Zimbabwe’s Road to Recovery: Highway Project Nears Completion 

by Victor Adetimilehin

Zimbabwe is on the verge of completing a major infrastructure project that will boost its economy and regional integration. The Harare-Masvingo-Beitbridge highway, which connects the capital city to the country’s southern border with South Africa, is expected to be fully rehabilitated by the end of this year.

The highway is part of the north-south corridor that links Zimbabwe to its neighboring countries and facilitates trade and transport in the region. The project, which started in 2017, involves upgrading the existing road to a dual carriageway and constructing new bridges and toll plazas.
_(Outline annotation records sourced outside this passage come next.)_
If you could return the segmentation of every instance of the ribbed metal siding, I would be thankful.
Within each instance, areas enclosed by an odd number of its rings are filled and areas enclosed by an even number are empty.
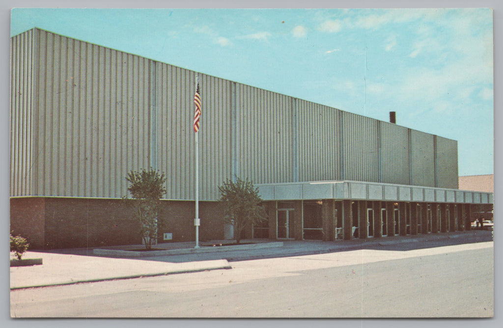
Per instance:
[[[148,168],[151,61],[43,31],[37,49],[37,193],[121,197]]]
[[[378,182],[377,120],[343,112],[345,180]]]
[[[158,164],[166,177],[166,198],[195,198],[194,72],[158,63]],[[229,81],[199,74],[202,115],[199,130],[200,199],[216,200],[218,186],[230,178]]]
[[[300,181],[340,179],[339,111],[303,100],[297,106]]]
[[[292,99],[238,84],[239,174],[254,183],[292,181]]]
[[[458,188],[458,142],[438,136],[436,139],[437,187]]]
[[[409,184],[409,145],[407,128],[385,122],[381,122],[381,147],[382,182]]]
[[[11,39],[11,196],[32,195],[33,31]]]
[[[13,196],[120,197],[127,172],[148,168],[156,149],[152,160],[166,173],[166,197],[193,199],[194,72],[38,29],[13,38],[12,54]],[[402,127],[200,78],[202,200],[217,199],[217,186],[233,172],[256,183],[382,178],[408,184],[411,175],[412,184],[431,185],[431,163],[422,162],[422,154],[433,146],[416,136],[422,133],[411,130],[408,140]],[[409,154],[407,143],[416,147],[415,138],[420,148]],[[453,188],[457,148],[443,140],[438,184]]]
[[[410,137],[411,184],[435,187],[434,136],[412,130]]]

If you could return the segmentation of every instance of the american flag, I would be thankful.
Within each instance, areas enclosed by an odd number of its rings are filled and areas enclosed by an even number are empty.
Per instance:
[[[199,118],[201,117],[201,97],[199,96],[199,83],[197,83],[197,89],[194,96],[194,103],[196,105],[196,111],[194,113],[194,132],[199,131]]]

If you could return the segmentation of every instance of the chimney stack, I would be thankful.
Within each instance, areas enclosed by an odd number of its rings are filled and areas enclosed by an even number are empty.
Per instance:
[[[392,123],[394,124],[396,124],[396,112],[389,112],[389,122]]]

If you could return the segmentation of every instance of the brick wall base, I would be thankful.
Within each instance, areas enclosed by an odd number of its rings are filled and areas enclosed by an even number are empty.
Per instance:
[[[200,240],[223,238],[223,214],[216,202],[200,202]],[[195,240],[194,202],[162,201],[158,241]],[[11,230],[30,250],[97,247],[141,243],[139,224],[125,201],[57,197],[11,199]],[[173,239],[164,240],[164,232]]]

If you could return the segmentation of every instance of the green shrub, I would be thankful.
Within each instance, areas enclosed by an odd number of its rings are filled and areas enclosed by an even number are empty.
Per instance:
[[[126,180],[129,183],[128,191],[134,199],[129,202],[133,215],[140,222],[139,232],[145,248],[149,250],[152,243],[157,240],[157,215],[160,200],[166,193],[163,186],[166,178],[164,173],[151,168],[149,171],[132,171],[127,174]]]
[[[14,252],[18,260],[21,259],[21,257],[28,250],[29,246],[30,244],[26,238],[21,236],[13,237],[11,235],[11,252]]]

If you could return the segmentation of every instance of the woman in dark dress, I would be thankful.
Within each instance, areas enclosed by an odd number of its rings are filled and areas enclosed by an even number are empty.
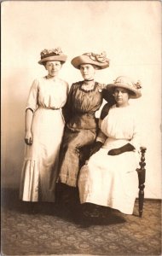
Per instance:
[[[83,81],[72,84],[65,106],[66,129],[60,156],[61,183],[77,187],[81,167],[81,150],[92,144],[96,137],[98,125],[95,112],[102,104],[105,84],[94,80],[96,70],[109,67],[109,60],[103,52],[101,55],[85,53],[72,60],[72,65],[79,69]],[[111,105],[113,96],[106,94]]]

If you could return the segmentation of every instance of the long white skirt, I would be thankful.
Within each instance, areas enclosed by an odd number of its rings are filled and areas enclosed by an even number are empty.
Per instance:
[[[33,142],[26,145],[20,197],[26,201],[55,201],[60,146],[65,121],[61,109],[38,108],[32,126]]]
[[[128,141],[110,140],[108,148],[101,148],[80,170],[78,189],[80,202],[94,203],[132,214],[138,191],[139,166],[136,153],[107,155],[111,148]]]

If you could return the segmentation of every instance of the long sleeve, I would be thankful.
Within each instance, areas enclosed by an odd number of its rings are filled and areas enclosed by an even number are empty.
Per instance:
[[[132,139],[130,141],[130,143],[134,146],[134,148],[138,151],[140,148],[140,141],[141,141],[141,136],[140,136],[140,128],[139,125],[136,124],[136,122],[134,123],[134,131],[133,131],[133,137]]]
[[[104,144],[107,137],[99,129],[98,135],[96,137],[96,142],[101,142]]]
[[[35,79],[29,91],[26,109],[31,108],[33,112],[37,109],[38,95],[38,81]]]
[[[65,106],[62,108],[62,113],[66,120],[66,123],[68,122],[69,119],[71,119],[71,115],[72,113],[72,94],[73,91],[73,84],[72,84],[68,96],[67,96],[67,103],[65,104]]]

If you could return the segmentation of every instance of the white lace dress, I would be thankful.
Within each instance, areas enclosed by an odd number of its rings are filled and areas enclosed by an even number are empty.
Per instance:
[[[35,79],[26,108],[33,110],[32,146],[26,145],[20,197],[26,201],[55,201],[60,145],[64,131],[61,108],[68,84],[60,79]]]
[[[102,120],[103,147],[84,165],[78,177],[80,202],[118,209],[132,214],[138,189],[139,129],[133,107],[112,107]],[[98,137],[97,140],[103,140]],[[112,148],[131,143],[135,150],[107,155]]]

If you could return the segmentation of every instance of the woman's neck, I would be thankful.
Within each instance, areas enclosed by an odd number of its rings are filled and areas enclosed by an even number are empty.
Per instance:
[[[58,76],[51,76],[51,75],[48,74],[48,75],[46,76],[46,79],[57,79],[57,77],[58,77]]]
[[[93,90],[95,87],[95,81],[93,80],[84,80],[82,84],[82,88],[85,90]]]

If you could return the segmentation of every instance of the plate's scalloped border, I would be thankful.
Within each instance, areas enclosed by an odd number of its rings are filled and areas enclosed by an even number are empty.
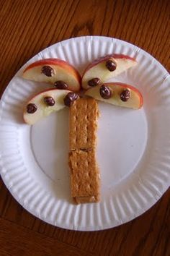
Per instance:
[[[147,56],[148,58],[149,58],[150,59],[154,59],[154,61],[156,61],[156,64],[161,69],[162,71],[164,71],[164,72],[165,73],[165,75],[164,75],[164,80],[166,80],[166,79],[169,79],[169,74],[168,73],[168,72],[166,70],[166,69],[154,58],[153,57],[151,54],[146,53],[145,51],[139,48],[138,46],[134,46],[133,44],[132,43],[130,43],[128,42],[125,42],[125,41],[123,41],[123,40],[121,40],[120,39],[116,39],[116,38],[108,38],[108,37],[103,37],[103,36],[82,36],[82,37],[78,37],[78,38],[71,38],[71,39],[67,39],[67,40],[65,40],[62,42],[59,42],[59,43],[57,43],[55,44],[53,44],[50,46],[49,46],[48,48],[48,51],[50,50],[50,48],[52,47],[54,47],[55,46],[57,46],[58,45],[60,45],[60,44],[66,44],[66,43],[68,43],[68,42],[70,42],[70,40],[84,40],[85,41],[89,39],[89,40],[93,40],[94,39],[97,39],[97,40],[102,40],[102,39],[104,39],[104,40],[113,40],[113,41],[117,41],[117,42],[121,42],[121,43],[126,43],[127,45],[128,45],[129,46],[131,46],[131,47],[135,47],[136,48],[136,55],[135,56],[138,57],[138,54],[139,52],[142,52],[146,56]],[[35,59],[35,57],[36,56],[39,56],[40,58],[41,59],[42,56],[41,56],[41,53],[43,52],[43,51],[45,51],[47,48],[41,51],[41,52],[40,52],[39,54],[37,54],[37,55],[35,55],[35,56],[33,56],[32,58],[31,58],[23,67],[24,67],[25,65],[27,65],[28,63],[32,61]],[[18,71],[18,72],[16,74],[16,75],[19,72],[19,71],[23,69],[23,67]],[[15,76],[16,76],[15,75]],[[10,82],[9,82],[10,84]],[[2,95],[2,97],[1,98],[3,98],[4,97],[4,95],[6,95],[6,93],[7,93],[7,90],[8,90],[8,86],[6,87],[6,88],[5,89],[3,95]],[[1,116],[0,116],[1,117]],[[0,121],[1,121],[1,119],[0,119]],[[57,221],[55,223],[54,223],[53,221],[51,221],[49,218],[43,218],[42,216],[40,216],[40,214],[38,214],[35,210],[34,210],[34,208],[32,208],[30,205],[27,205],[24,202],[23,200],[20,199],[18,196],[18,195],[17,193],[15,193],[15,192],[13,190],[12,187],[10,187],[9,184],[9,182],[8,182],[8,180],[7,179],[6,179],[5,177],[5,175],[4,175],[3,174],[3,171],[2,171],[2,169],[3,169],[3,166],[0,166],[1,168],[0,168],[0,171],[1,171],[1,176],[2,177],[2,179],[6,185],[6,187],[7,187],[7,189],[9,189],[9,191],[10,192],[10,193],[12,195],[12,196],[18,201],[18,202],[22,205],[22,207],[27,210],[28,212],[30,212],[30,213],[32,213],[33,216],[36,216],[37,218],[51,224],[51,225],[55,225],[55,226],[57,226],[58,227],[60,227],[60,228],[63,228],[63,229],[71,229],[71,230],[79,230],[79,231],[98,231],[98,230],[104,230],[104,229],[110,229],[110,228],[112,228],[114,226],[119,226],[120,224],[122,224],[124,223],[126,223],[126,222],[128,222],[133,219],[134,219],[136,217],[138,217],[140,215],[143,214],[143,213],[145,213],[146,210],[148,210],[150,208],[151,208],[158,200],[158,199],[161,197],[161,195],[166,192],[166,190],[169,188],[169,180],[167,179],[167,182],[166,183],[164,183],[164,187],[162,187],[162,189],[161,189],[161,191],[159,191],[160,193],[158,193],[156,197],[153,197],[153,200],[152,202],[148,202],[145,207],[143,207],[140,213],[134,213],[133,215],[131,215],[130,216],[125,216],[125,219],[120,219],[119,221],[117,222],[117,224],[115,225],[113,225],[113,226],[110,226],[109,224],[105,224],[104,226],[77,226],[74,224],[74,223],[73,223],[73,225],[71,227],[71,225],[69,225],[69,226],[68,226],[68,225],[60,225],[57,223]]]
The project is one of the signature initiatives of President Emmerson Mnangagwa’s administration, which has prioritized infrastructure development as a key driver of economic recovery. The president has also overseen the modernization of the Beitbridge Border Post, which is the busiest land border in the Southern African Development Community (SADC) region.

On Tuesday, Transport and Infrastructural Development Minister Felix Mhona led a delegation on a tour of the highway and opened about 3km of dualised road near Mbudzi roundabout in Harare. He expressed satisfaction with the progress made by the contractors and said the project was on track to meet its deadline.

We are here to witness this flagship project which is Harare-Beitbridge Road and we are at Hunyani Bridge where you are seeing tremendous works being undertaken on this particular project. And the idea is to witness and also to be in a position to supervise for us so that we don’t have to wait and hear what is happening without us seeing,” he said.

He added that after opening the 3km stretch, the total length of rehabilitated road would be close to 465km, leaving only about 50km to be completed. He also said that his ministry was ready to start working on another critical road, the Harare-Chirundu highway, which connects Zimbabwe to Zambia.

The highway project has been welcomed by motorists and commuters who have been facing challenges such as potholes, congestion and accidents on the old road. The new road is expected to improve safety, reduce travel time and lower maintenance costs for vehicles.

The project has also created employment opportunities for local people and boosted business activities along the route. Some of the contractors are local companies that have demonstrated their capacity and competence in delivering quality work.

The highway project is a testament to Zimbabwe’s resilience and determination to overcome its economic challenges and achieve its vision of becoming an upper-middle-income country by 2030. It is also a sign of the country’s commitment to regional integration and cooperation, which are essential for sustainable development in Africa.